Friday, February 15, 2008

Origins of the Hermeneutic of Trust

Another Excerpt from
by Paul Elliott

(pg 245 -246)

The term “hermeneutic of trust” is not new, and the concept originated not in the field of theology but in the secular field of language philosophy. The “hermeneutic of trust” was popularized by the German philosopher Hans-Georg Gadamer (1900-2002) in his books Truth and Method and Philosophical Hermeneutics. Gadamer, though not a theologian himself, was a close associate of the existentialist theologian Rudolf Bultmann (1884-1976), a main spokesman for modern liberal/skeptical methods of Biblical interpretation. [Host Note: Bultmann has been very influential in the development of the philosophy embraced by the Emergent Church.]
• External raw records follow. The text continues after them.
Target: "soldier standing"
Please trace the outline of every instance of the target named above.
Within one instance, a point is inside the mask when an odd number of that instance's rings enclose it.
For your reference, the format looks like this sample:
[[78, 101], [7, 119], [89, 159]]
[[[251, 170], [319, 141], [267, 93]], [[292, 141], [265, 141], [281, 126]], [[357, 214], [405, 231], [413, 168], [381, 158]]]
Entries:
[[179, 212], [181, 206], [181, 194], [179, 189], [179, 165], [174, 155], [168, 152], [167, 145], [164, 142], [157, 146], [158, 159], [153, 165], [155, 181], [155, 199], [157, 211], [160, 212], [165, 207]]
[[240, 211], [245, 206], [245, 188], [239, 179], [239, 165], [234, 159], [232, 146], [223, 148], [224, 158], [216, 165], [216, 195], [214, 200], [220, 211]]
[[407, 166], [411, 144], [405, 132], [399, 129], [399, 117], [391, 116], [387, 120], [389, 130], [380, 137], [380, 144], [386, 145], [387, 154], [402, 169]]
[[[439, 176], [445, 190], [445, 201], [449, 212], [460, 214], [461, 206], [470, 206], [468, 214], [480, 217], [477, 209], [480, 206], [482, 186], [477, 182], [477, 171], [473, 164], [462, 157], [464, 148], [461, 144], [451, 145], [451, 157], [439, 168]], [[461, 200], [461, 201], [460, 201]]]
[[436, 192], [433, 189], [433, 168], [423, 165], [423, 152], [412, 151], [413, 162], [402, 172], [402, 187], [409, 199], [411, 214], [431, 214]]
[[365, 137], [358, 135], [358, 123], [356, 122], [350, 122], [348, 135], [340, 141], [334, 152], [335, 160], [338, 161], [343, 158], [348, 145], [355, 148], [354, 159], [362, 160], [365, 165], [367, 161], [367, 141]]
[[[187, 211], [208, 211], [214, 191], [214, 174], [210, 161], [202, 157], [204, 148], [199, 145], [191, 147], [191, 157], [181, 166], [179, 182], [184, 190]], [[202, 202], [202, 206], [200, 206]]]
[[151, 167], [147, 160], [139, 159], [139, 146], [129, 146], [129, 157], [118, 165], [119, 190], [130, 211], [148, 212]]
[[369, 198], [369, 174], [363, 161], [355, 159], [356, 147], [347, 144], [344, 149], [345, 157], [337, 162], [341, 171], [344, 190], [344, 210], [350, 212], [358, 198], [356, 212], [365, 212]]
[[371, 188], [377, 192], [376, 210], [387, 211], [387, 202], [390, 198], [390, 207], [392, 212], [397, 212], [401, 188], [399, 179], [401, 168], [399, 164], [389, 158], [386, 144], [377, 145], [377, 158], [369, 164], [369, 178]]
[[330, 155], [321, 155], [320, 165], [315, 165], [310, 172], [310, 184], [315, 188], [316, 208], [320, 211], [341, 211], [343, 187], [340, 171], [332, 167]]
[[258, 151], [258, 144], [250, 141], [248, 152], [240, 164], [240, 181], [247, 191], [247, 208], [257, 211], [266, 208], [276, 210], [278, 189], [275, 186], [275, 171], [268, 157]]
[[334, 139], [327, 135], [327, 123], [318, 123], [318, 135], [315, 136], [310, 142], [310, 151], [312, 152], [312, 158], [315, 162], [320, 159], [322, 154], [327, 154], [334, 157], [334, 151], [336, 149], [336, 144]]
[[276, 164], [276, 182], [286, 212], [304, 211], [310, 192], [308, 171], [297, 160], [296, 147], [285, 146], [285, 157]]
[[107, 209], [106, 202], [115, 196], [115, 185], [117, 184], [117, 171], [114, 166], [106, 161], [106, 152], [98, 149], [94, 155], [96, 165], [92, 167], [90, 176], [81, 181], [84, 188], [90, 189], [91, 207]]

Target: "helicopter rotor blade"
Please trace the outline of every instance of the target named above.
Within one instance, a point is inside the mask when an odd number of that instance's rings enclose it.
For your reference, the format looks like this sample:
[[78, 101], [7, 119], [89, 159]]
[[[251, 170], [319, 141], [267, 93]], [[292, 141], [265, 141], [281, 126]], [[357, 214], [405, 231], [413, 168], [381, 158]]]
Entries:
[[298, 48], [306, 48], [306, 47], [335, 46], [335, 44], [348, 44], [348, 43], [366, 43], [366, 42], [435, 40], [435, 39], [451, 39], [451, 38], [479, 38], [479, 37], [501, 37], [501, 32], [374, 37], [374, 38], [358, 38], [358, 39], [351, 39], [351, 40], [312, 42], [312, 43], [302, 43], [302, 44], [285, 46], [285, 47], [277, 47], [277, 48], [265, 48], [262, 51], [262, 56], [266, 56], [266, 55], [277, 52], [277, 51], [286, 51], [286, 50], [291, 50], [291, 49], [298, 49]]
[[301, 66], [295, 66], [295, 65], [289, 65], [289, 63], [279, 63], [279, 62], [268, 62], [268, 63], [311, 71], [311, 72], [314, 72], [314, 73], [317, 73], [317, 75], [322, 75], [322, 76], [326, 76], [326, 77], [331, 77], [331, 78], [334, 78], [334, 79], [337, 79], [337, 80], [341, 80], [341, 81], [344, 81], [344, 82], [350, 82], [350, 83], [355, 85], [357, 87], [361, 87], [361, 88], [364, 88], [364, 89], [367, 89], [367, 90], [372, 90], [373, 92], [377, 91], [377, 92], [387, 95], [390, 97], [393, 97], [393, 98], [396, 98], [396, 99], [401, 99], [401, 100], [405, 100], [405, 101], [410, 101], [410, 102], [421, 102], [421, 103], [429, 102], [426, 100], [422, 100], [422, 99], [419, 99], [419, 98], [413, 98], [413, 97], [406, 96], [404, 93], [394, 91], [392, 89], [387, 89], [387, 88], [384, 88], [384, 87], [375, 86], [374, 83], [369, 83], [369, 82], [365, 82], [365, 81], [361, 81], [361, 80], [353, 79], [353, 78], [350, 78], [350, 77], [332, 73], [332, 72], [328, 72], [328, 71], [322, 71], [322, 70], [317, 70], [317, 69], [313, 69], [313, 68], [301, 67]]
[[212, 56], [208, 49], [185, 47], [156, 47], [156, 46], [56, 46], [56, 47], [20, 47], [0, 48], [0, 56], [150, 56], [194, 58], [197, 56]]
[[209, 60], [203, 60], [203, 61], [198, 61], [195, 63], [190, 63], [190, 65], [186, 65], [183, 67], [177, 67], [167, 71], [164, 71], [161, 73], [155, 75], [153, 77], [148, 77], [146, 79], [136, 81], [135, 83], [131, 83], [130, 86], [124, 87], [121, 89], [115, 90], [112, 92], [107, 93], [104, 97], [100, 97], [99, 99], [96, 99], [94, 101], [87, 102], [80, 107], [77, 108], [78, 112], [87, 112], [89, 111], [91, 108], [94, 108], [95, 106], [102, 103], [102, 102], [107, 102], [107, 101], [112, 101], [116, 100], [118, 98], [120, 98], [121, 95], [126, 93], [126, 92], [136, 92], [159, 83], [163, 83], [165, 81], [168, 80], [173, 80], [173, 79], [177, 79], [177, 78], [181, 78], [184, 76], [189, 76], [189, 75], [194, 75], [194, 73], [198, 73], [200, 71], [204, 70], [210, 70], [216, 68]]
Gadamer asserted that the hermeneutic of trust applies to any area of society, not just theology. Gadamer denied the existence of objective truth. Correctly interpreting a text, he asserted, does not mean correctly understanding the original intention of the author. Rather, Gadamer argued, interpreting any text – whether it is a piece of literature, a nation’s constitution or the Bible – involves what he termed a “fusion of horizons.” In this “fusion,” a “community of interpretation” made up of scholars and other so-called experts decides what that community’s view of “truth” will be. Each participant contributes his perspectives to this mix. According to this bankrupt philosophy, a community standard of “truth” is the best that men can hope for. There is no objective truth.
[This reminds me to the Federal Vision concept of hermeneutics as an "intuitive art" versus the traditional view of a serious discipline. Is this Federal Vision "intuitive art of hermeneutics" actually an hermeneutic of trust? Hmmm.]